Is the sum $\sum_{i=1}^{n}\frac{2^{\alpha_1+\ldots+\alpha_i}}{3^iv_1+\sum_{j=1}^{i}3^{j-1}2^{\alpha_1+\ldots+\alpha_n-\sum_{l>i-j}\alpha_l}}$ limited?

Question

Does the sum $\sum_{i=1}^{n}\frac{2^{\alpha_1+\ldots+\alpha_i}}{3^iv_1+\sum_{j=1}^{i}3^{j-1}2^{\alpha_1+\ldots+\alpha_n-\sum_{l>i-j}\alpha_l}}$ for a positive odd integer $v_1$ and a sequence of positive integers $\alpha_i$ has a limit?

Let us take for example the Collatz sequence $v_1=17$, $v_2=13$, $v_3=5$, $v_4=1$.

We can calculate $v_{n+1}=\frac{3^nv_1+\sum_{j=1}^{n}3^{j-1}2^{\alpha_1+\ldots+\alpha_n-\sum_{l>n-j}\alpha_l}}{2^{\alpha_1+\ldots+\alpha_n}}$.

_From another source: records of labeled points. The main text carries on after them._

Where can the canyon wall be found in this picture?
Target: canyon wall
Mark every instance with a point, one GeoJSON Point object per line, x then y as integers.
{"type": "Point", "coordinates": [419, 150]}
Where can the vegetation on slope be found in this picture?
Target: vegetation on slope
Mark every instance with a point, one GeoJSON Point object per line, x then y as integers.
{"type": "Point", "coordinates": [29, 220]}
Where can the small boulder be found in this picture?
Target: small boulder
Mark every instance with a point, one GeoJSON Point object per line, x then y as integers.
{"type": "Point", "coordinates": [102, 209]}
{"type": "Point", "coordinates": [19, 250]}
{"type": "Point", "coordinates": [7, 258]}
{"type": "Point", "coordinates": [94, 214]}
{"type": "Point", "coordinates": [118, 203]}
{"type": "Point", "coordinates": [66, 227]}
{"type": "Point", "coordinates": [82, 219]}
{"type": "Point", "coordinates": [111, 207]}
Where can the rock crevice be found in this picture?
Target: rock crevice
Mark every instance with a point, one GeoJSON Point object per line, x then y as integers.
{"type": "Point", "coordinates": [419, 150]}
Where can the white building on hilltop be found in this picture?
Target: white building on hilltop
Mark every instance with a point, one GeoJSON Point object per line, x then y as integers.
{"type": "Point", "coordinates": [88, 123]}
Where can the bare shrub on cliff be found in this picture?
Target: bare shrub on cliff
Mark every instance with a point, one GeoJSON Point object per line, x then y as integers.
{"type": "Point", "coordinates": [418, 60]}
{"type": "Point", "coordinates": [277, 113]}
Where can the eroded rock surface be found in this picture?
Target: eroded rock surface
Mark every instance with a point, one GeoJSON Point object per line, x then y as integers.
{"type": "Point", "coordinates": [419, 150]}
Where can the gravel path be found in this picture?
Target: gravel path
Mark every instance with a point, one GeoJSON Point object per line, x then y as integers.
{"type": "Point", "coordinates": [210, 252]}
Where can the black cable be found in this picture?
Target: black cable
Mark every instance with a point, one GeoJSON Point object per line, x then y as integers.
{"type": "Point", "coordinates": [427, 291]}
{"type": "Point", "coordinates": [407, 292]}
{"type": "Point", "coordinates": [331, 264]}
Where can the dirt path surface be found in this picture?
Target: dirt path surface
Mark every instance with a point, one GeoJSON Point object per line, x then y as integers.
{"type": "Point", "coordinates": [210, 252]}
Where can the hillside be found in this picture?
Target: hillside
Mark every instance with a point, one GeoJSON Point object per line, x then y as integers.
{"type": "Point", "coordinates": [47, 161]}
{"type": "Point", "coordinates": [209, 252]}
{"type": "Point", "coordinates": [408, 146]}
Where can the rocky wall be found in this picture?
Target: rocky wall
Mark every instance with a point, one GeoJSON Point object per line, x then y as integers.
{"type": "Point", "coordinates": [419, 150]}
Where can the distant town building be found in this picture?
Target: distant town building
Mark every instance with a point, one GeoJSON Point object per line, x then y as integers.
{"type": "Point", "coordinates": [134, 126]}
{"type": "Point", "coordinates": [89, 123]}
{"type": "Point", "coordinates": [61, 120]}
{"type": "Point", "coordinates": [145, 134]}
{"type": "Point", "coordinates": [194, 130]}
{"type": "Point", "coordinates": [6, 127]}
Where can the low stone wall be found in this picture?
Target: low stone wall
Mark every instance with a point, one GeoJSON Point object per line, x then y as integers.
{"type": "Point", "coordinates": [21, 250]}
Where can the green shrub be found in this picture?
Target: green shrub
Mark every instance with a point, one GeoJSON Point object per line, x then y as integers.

For the above-given example $v_1=17$, $\alpha_1=2$, $\alpha_2=3$ and $\alpha_3=4$ finally $v_4$ results in $1$: $v_4=v_{3+1}=1$

Since we know that a product $\prod_{i=1}^{n}(1+\frac{1}{3v_i})$ converges towards a limit, if the sum $\sum_{i=1}^{n}(\frac{1}{3v_i})$ is limited. We found out empirically that the product for any Collatz sequence stays below 2.

The idea is to show that the sum $\sum_{i=1}^{n+1}(\frac{1}{3v_i})=\frac{1}{3v_1}+\sum_{i=1}^{n}\frac{1}{3v_{i+1}}$ converges.